Not all cranberries
IN our family when the children were small, Thanksgiving was not only a time to give thanks but to reflect on the history of the previous year. So each time we sat down at the big meal, we would share our little histories with the family and guests. Front and center in our history was our dog Bacco, a three-pound fox terrier who was beside himself most of every Thanksgiving Day. The problem was that Mallie would put the turkey in the oven at an early hour, and the wonderful aroma of a cooking turkey would lead Bacco to anticipate by several hours his usual evening meal. That meant yelping and general disorientation that usually required our resorting to feeding him his turkey early so the rest of us could enjoy our meal.

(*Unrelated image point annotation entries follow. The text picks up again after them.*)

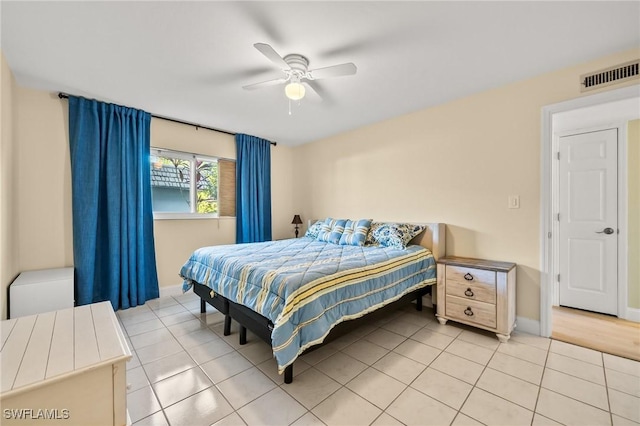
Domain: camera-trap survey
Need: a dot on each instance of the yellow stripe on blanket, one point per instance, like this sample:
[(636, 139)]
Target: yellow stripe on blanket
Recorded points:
[(316, 288)]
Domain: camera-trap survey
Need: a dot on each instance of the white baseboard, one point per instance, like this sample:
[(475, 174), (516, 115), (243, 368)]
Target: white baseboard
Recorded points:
[(633, 314), (171, 290), (527, 325)]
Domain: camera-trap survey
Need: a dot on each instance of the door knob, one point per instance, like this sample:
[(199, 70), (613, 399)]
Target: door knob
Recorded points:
[(607, 231)]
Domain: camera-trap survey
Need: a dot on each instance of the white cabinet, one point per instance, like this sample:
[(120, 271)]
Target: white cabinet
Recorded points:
[(45, 290), (477, 292), (64, 367)]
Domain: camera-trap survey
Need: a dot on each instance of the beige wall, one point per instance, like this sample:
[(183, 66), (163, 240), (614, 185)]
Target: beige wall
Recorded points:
[(633, 164), (455, 163), (8, 232)]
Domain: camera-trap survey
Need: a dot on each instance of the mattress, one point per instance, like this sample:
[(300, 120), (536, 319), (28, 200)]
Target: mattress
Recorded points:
[(306, 287)]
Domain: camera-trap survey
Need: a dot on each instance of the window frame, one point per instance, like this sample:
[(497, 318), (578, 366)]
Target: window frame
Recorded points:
[(193, 192)]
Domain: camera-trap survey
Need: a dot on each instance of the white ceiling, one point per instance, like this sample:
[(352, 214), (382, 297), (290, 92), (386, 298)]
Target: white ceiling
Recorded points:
[(189, 60)]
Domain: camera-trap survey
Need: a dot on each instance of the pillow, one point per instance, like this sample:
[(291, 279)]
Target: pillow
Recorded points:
[(313, 230), (331, 230), (355, 232), (396, 235)]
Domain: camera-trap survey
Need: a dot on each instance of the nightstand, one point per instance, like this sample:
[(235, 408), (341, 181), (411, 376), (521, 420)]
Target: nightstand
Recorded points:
[(477, 292)]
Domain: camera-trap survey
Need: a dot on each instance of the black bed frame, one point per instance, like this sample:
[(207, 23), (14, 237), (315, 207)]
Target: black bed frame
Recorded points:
[(262, 326)]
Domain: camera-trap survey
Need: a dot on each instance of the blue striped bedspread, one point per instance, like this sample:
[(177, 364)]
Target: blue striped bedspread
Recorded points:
[(306, 287)]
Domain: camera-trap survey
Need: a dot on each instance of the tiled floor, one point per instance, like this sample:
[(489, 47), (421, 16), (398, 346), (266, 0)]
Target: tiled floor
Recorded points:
[(402, 369)]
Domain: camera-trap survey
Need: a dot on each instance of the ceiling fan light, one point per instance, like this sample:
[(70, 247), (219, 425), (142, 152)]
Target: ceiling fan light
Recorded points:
[(294, 91)]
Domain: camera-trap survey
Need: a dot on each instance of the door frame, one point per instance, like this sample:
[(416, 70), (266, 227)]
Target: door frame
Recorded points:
[(549, 185)]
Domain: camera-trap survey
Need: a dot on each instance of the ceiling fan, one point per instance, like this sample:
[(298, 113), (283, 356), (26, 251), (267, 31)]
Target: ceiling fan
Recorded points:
[(297, 73)]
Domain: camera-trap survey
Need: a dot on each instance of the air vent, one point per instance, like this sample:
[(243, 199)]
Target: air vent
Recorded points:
[(607, 77)]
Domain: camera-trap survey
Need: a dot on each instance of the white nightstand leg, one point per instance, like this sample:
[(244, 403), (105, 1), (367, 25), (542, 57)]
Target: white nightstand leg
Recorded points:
[(503, 337)]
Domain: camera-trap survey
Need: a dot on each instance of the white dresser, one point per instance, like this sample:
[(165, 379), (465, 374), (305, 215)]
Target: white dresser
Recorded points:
[(44, 290), (64, 367)]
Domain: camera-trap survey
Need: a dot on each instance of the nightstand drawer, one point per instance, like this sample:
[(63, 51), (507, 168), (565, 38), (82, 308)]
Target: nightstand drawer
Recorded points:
[(472, 291), (471, 275), (471, 311)]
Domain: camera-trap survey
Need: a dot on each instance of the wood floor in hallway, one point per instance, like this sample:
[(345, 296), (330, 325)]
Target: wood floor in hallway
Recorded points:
[(595, 331)]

And, of course, he could feast for days on the big bird, and so was far more thankful than the rest of us for leftovers.
No Thanksgiving was complete without talking about that year's (and the previous year's) Turkey Bowl, the football competition on our street held midday on Thanksgiving between a team consisting of my son, Tommy, and his friend Brian and a team consisting of Kelly and me. Tommy, Brian, and Kelly were all the same age but not of equal athletic prowess, with Kelly (and me for that matter) likely to be the third kid chosen in a three-player team. No matter, Kelly and I teamed together for years on end, always the neighborhood favorite, but never the victor.
Except once. That was the year that Kelly could miss no pass and we won by three touchdowns, much to the surprise and chagrin of Tommy and Brian.
To be sure, Thanksgiving was not always cranberry sauce and good stuffing in our memories. When Tommy was about five years old, he would get upset that we would honor the day by sitting around the dining room table eating a turkey - which, he reasoned at that early age, was a bird that like the rest of the animal kingdom should be left alone. Finally Tommy acquiesced in our decision to eat turkey, but he continued to have misgivings. These were reflected in the caption of a picture he drew shortly before the following holiday: ``Thanksgiving: A Great Day for America - But Not for the Turkey.''
Thomas V. DiBacco is a historian at the American University.